| This 233 message thread spans 8 pages: < < 233 ( 1 2 3 4 5 6  8 ) > > || |
|Supplemental club: Big Daddy coming - Part 1|
W'sup with google?
Carrying on from here:
A lot of members are seeing huge sites going supplemental. One of our main sites lots all rankings and 200,000 + pages disappeared and now we are left with 19k useless results. This could be a goof or it could be a new round of penalties. If you have had your site reduced to the 'sup index lets here about it and compare notes.
Thank you for your post!
I sent you mail...
The docid we see in the url after cache: is a hash value and is not the same of what Scarecrow is referring to. He is talking about the internal unique binary value of each URL starting at 0 to some limit, either 2^32, 2^40, 2^64 or whatever.
Being one of the WebmasterWorld members that caused Scarecrow to put on his flame proof suit about a year ago I would like to refrain from comments until this whole supplemental issue become a little bit clearer. But Matt Cutts' words that the Big Daddy infrastructure is primarily there to solve canonicalization problems is not in contradiction with a merge from several separate 32 bits index systems to one large index.
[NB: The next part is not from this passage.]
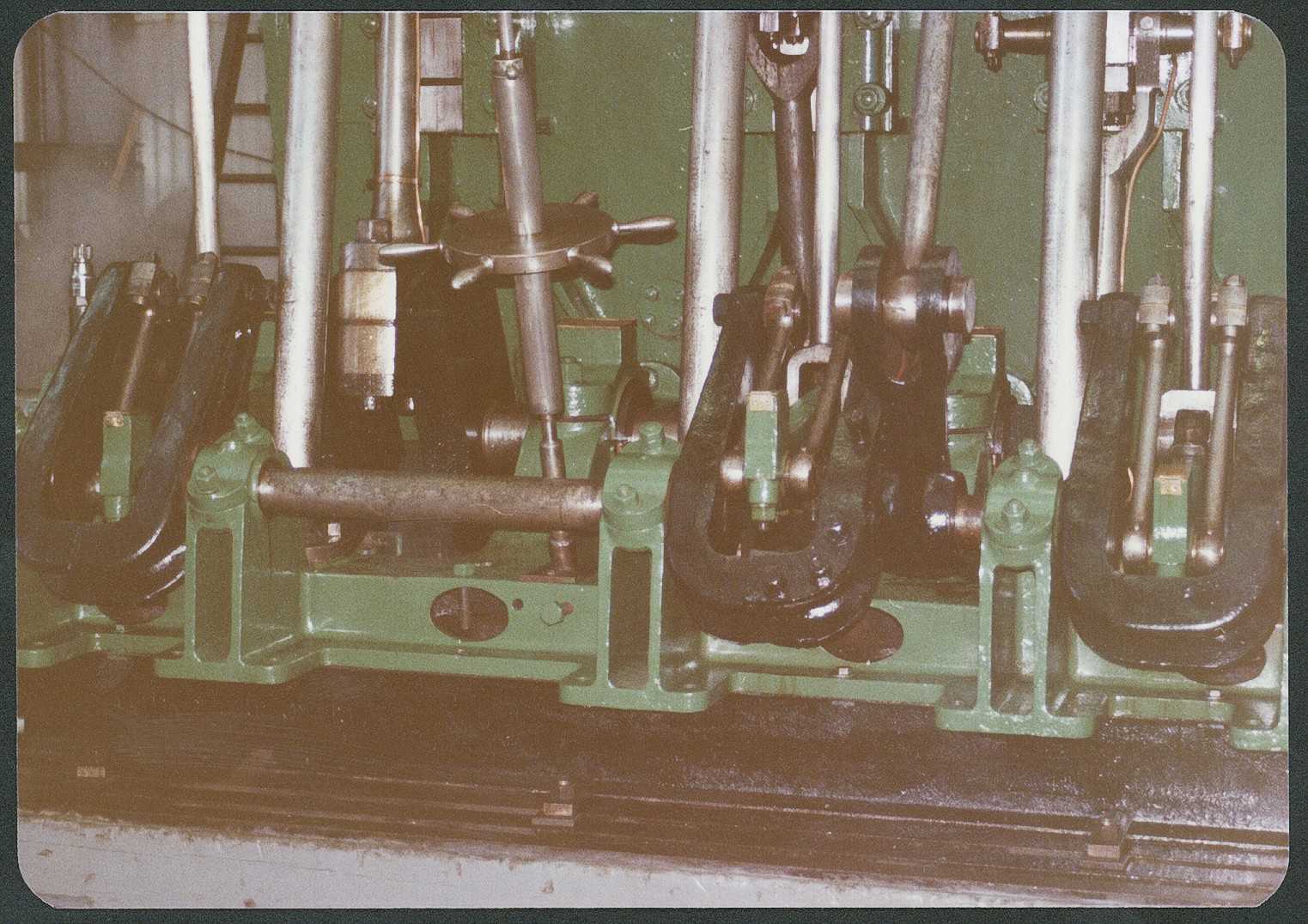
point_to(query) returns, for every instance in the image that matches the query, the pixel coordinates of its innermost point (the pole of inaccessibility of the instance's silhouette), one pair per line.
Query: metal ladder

|Well, the DocID appears in the URLs for the cache links, so do we look there for a longer string, or are they going to try to "hide" it? |
|I just looked up the DOCID on new and old datacentres for an indexed page. They are the same. |
The docID I'm talking about is defined in The Anatomy of a Large-Scale Hypertextual Web Search Engine [www-db.stanford.edu]. It was originally 4 bytes. The ID in the URL is NOT the docID. That URL ID is about 12 bytes. It is some sort of look-up number. It has to be URL-compatible (7-bit ASCII) because it is used in the URL. If you tried to put the docID that is used internally as a binary number into a URL directly, the URL would crash. It has to be converted to URL-acceptable characters. For all I know, maybe the docID is contained somewhere within it. Maybe the rest of it is additional locater information for speedier access.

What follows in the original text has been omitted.